Hello Zeal. Thanks so much for your reply. In answer to your question, I am currently not out to my immediate or wider family. I think the reason is because I have been in the context of my immediate, non-affirming family for so long, I feel quite trapped and like I am not safe to tell family members, whereas I think my wider family members who do not practice any religion would be completely accepting and wouldn't care about my sexuality. However within my own family unit (a small family of 4) I have assessed the situation and am sure that I will not be safe and able to come out at this current time. Because of homophobic comments and religious beliefs I have heard from them about the broader topic it has become very clear to me that they outright disapprove of homosexuality (although I am sure they didn't know they were talking about me when they say those hurtful things). So because of this I am being avoidant and doing what is necessary to keep myself safe and to build some confidence into my already low self-esteem. However, one day it is my heart's desire that my family will fully know me and celebrate me for who I truly am.

Hi tennisgirl,

I apologise for my very delayed reply. I was overseas from 17 Jan until yesterday, and I lost track of this thread!

It saddens me that you don't feel safe to disclose your sexuality to your family, though it sounds as though their religious beliefs have a large part in this. The silver lining is that you feel you will be accepted by other relatives. Your attitude is great, as you are keeping yourself safe from hurtful comments from your immediate family while you build up your own confidence and self-esteem.
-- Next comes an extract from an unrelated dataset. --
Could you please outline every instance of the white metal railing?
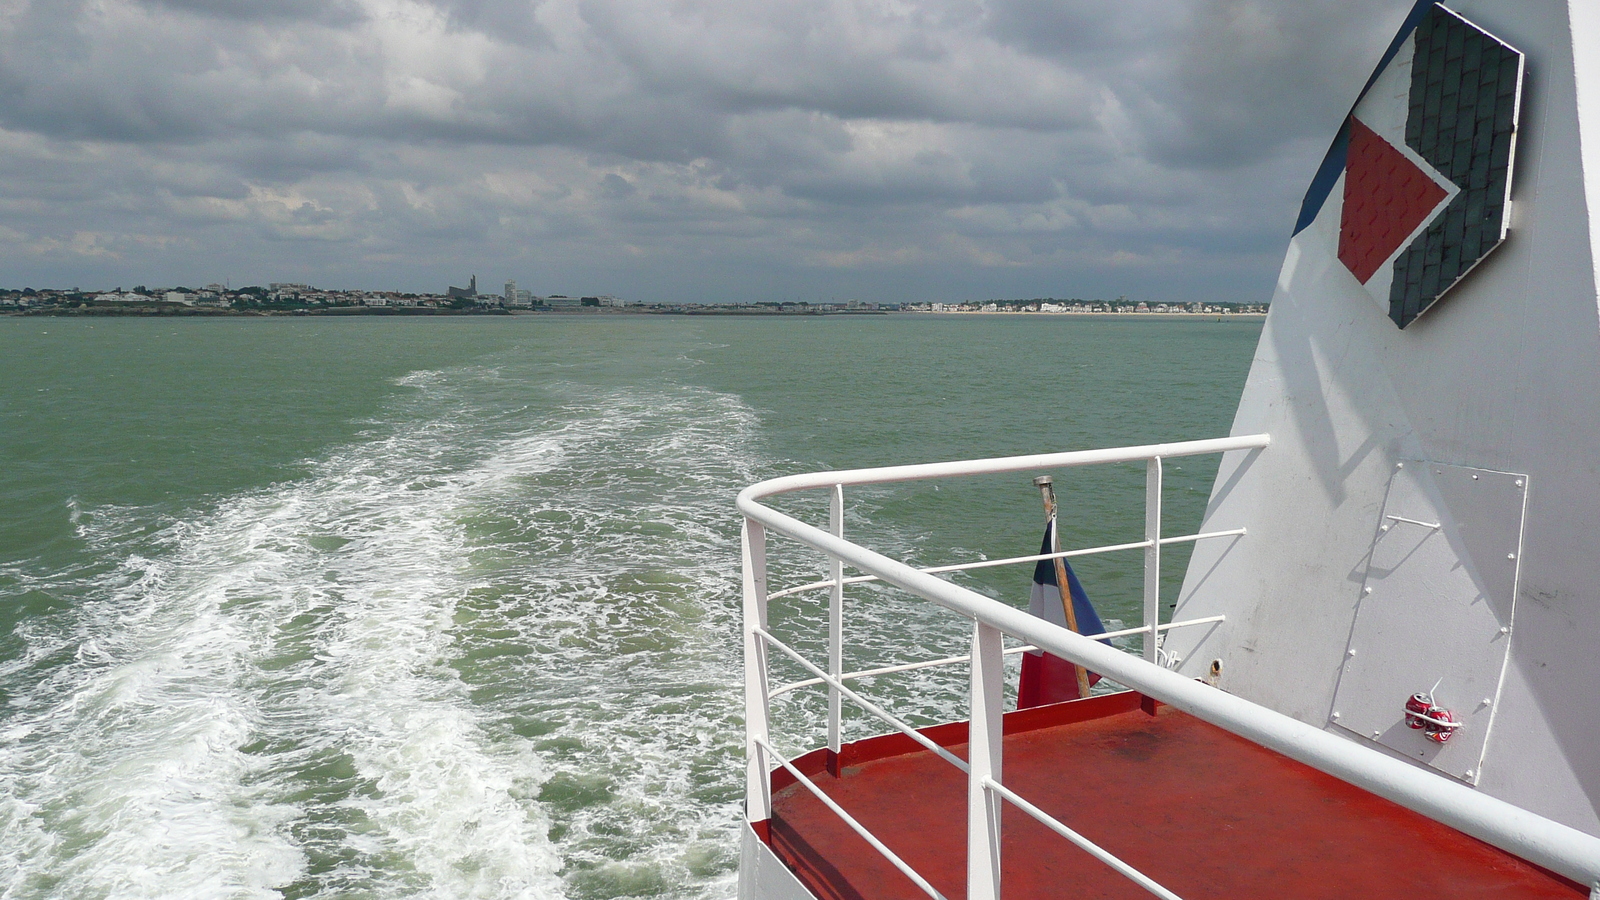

I hope for you that one day your family will know about your sexuality, and at least accept it on some level.

Best wishes,

Zeal

Hi tennis girl

I completely understand where you are coming from, my mother is the same in that she too makes remarks about gays etc. But I also know that if I did come out to her she would be completely accepting. I am a bi guy, 23, and have told nobody about my feelings. It is hard and I am starting to realise that I will eventually have to come out, as you already have. A big thing for me is realising, and having others realise that what you feel isn't by choice. I think that's what people don't understand. You can't control who you're attracted to, so why should it matter.

I hope you get the acceptance you deserve from your family sooner rather than later.